Changes in pancreatic islet glucokinase and hexokinase activities with increasing age, obesity, and the onset of diabetes.

We examined changes in high- and low-Km glucose phosphorylating activity in pancreatic islet extracts from the prediabetic Zucker diabetic fatty (ZDF) rat between 5-6 weeks and 12 weeks of age (after the onset of diabetes). Comparisons were made between the activity observed in the ZDF rat and that seen in the ZDF lean control (ZLC) rat and the obese nondiabetic Zucker fatty (ZF) rat. At 5-6 weeks of age, insulin resistant ZDF and ZF rats were hyperinsulinemic, compared with the ZLC rat, but had normal plasma glucose levels. Kinetic parameters (Vmax and Km for glucose) of hexokinase (HK) and Km of glucokinase (GCK) did not differ between groups. Islet GCK activity for ZDF and ZF rats was 1.7-fold greater than in ZLC rats (P < 0.02 and P < 0.001, respectively). By 12 weeks of age, hypersecretion of insulin at 5.0 mmol/l glucose was observed in perifused islets from both obese groups relative to the ZLC rat. Islets from ZDF rats failed to increase insulin secretion in response to increased glucose concentration. Group differences in the kinetic parameters for GCK or in the Km values for HK were not significant. Islet HK activity for ZDF and ZF rats was 1.9-fold (P < 0.05) and 1.7-fold (P < 0.05) greater, respectively, than for ZLC rats. Compared with the 5- to 6-week-old animals, HK activity increased 3.1-fold (P < 0.001), 2.5-fold (P < 0.002), and 2.0-fold (P < 0.05) for ZDF, ZF, and ZLC rats, respectively. Differences in GCK activity between 5- to 6- and 12-week-old rats were not significant for any of the groups.
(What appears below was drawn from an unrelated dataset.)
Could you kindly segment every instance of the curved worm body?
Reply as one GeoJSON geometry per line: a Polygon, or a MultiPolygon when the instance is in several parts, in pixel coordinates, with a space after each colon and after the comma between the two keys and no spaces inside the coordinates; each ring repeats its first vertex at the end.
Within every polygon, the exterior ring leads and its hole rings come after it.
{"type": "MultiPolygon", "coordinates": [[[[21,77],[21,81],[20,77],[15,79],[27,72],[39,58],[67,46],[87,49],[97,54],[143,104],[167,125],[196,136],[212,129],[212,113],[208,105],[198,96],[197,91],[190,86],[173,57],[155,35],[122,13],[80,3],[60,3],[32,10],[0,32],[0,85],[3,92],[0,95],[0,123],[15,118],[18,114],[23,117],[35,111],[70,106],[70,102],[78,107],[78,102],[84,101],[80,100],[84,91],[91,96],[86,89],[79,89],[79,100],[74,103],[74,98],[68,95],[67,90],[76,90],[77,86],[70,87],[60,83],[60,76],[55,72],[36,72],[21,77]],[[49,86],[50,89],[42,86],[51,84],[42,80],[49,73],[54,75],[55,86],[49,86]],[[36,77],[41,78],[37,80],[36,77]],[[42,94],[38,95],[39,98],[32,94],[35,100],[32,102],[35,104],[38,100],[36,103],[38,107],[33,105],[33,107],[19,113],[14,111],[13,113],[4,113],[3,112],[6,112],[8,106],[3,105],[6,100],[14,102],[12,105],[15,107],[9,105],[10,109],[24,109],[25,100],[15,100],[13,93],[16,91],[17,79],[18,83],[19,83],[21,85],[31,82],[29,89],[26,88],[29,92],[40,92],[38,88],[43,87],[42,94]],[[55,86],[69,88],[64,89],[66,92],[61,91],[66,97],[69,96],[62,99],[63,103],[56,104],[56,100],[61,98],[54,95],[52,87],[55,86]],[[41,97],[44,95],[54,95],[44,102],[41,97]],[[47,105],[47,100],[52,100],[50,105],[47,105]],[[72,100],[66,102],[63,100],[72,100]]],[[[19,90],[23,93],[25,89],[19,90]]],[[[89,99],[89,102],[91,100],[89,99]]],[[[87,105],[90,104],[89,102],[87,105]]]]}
We conclude: 1) increased islet glucose phosphorylating activity is present in insulin resistant and hyperinsulinemic ZF and ZDF rats, relative to the ZLC rat; 2) at 12 weeks of age, hyperinsulinemic ZDF and ZF rats demonstrated significant increases in HK activity, compared with lean controls; and 3) deficiency in GCK activity does not explain failure of diabetic ZDF islets to respond to glucose, since differences between diabetic ZDF and nondiabetic ZF rats were not statistically significant. Increases in pancreatic islet phosphorylating activity seem to be important in maintaining basal hyperinsulinemia in insulin-resistant animals, but do not appear to play a role in the progression to glucose intolerance and diabetes.